Negócios com muitos insumos
Indústria, distribuição e comércios que compram muito têm um caminho a avaliar no Lucro Real. Nesse regime, a empresa abate créditos de PIS, COFINS e ICMS sobre as compras.
Para quem tem um volume alto de insumos, esses créditos reduzem bastante o imposto a pagar e, em alguns casos, superam a economia que o Simples ofereceria.
A reforma tributária mudou o jogo
A criação do CBS e do IBS, os novos tributos da reforma, muda a lógica de crédito e a forma de apuração ao longo dos próximos anos.
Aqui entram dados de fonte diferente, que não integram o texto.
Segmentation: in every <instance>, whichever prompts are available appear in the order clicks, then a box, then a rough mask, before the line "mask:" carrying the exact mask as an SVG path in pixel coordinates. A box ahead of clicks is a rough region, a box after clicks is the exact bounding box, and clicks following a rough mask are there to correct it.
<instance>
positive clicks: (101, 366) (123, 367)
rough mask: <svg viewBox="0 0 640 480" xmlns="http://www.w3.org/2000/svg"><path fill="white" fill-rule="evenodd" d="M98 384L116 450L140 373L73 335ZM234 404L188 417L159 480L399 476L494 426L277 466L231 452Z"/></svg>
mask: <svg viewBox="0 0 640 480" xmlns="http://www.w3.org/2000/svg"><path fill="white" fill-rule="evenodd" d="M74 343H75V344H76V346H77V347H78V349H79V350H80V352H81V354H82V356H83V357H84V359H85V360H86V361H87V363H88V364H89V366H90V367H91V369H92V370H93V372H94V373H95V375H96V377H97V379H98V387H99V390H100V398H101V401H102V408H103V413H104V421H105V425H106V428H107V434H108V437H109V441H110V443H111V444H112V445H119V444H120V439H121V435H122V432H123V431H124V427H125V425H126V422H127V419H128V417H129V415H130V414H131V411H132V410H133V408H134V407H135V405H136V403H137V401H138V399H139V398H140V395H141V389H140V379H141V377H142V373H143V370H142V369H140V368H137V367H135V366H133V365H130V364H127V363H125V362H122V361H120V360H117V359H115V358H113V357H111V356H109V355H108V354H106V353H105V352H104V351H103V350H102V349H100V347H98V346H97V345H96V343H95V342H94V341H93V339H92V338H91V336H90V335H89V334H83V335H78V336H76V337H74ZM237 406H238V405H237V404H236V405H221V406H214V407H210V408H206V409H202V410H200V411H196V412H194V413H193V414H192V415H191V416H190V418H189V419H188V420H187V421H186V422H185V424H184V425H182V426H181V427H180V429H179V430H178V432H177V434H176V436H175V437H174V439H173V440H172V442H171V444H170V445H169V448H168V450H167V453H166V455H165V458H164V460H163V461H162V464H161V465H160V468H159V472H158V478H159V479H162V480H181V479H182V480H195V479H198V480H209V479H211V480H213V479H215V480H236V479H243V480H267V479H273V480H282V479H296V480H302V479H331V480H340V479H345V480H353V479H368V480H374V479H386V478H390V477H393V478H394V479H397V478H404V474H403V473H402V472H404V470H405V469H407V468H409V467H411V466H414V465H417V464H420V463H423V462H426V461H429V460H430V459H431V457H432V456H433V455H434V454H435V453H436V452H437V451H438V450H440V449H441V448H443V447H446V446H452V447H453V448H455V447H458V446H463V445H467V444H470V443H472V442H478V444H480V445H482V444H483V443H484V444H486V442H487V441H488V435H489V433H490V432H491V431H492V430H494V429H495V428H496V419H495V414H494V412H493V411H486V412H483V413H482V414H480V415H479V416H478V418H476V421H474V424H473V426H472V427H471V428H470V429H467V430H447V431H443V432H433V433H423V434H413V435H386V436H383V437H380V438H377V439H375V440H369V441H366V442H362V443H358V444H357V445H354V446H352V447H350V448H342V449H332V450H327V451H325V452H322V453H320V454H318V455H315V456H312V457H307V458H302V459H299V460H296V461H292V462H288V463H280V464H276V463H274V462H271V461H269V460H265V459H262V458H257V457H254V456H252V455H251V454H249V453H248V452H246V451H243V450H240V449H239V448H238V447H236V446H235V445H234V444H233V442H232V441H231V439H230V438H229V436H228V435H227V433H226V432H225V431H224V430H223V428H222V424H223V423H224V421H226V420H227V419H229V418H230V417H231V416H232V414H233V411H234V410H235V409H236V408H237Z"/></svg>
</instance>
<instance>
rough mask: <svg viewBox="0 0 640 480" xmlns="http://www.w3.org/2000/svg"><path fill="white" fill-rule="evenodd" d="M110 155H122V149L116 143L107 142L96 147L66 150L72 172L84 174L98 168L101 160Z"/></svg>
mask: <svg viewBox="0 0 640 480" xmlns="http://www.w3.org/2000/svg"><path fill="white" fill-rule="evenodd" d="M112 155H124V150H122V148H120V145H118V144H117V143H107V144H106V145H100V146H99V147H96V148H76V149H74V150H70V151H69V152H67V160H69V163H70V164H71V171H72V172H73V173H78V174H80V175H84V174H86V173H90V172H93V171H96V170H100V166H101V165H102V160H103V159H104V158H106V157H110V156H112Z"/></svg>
Empresas do Simples vão precisar decidir, já em setembro de 2026, como esses tributos serão cobrados a partir de 2027.
Isso significa que a escolha de regime não pode mais ser tratada como algo definido uma vez e esquecido. O cenário está em transição, e a decisão certa para 2025 pode não ser a melhor para 2027.
Como saber qual regime é o melhor para você
Não existe resposta única. O regime ideal é o que resulta em menos imposto para a realidade da sua empresa, considerando faturamento, margem, folha, setor e perfil de clientes.
A forma correta de decidir é simular os três regimes com os seus números reais, não com estimativas genéricas. Essa análise costuma revelar economias que passam despercebidas quando a empresa segue no piloto automático.
| Regime | Tende a compensar quando |
|---|---|
| Simples Nacional | Empresa menor, folha relevante e margem equilibrada |
| Lucro Presumido | Margem real alta ou faturamento perto do teto do Simples |
| Lucro Real | Muitos insumos com crédito ou margem baixa |
Escolher o regime tributário não é burocracia, é estratégia. A diferença entre o regime certo e o errado aparece todo mês no caixa, e some quando ninguém revisa.
Na Sorttcon, fazemos essa análise de forma contínua para cada cliente, com 38 anos de experiência e uma equipe dedicada a manter a empresa pagando o justo, nem mais nem menos. Acompanhar cada mudança tributária antes que ela vire problema é parte do nosso trabalho.
Se faz tempo que ninguém compara o seu regime com as alternativas, talvez a sua empresa esteja pagando mais imposto do que precisa.
Fontes oficiais: Lei Complementar nº 123/2006 (Anexos III e V) e Receita Federal. O Anexo III começa em 6,00% e o Anexo V em 15,50% (1ª faixa, receita até R$ 180 mil); o Fator R de 28% e o teto de R$ 4,8 milhões constam das tabelas oficiais do Simples Nacional. Reforma Tributária: Resolução CGSN nº 186/2026.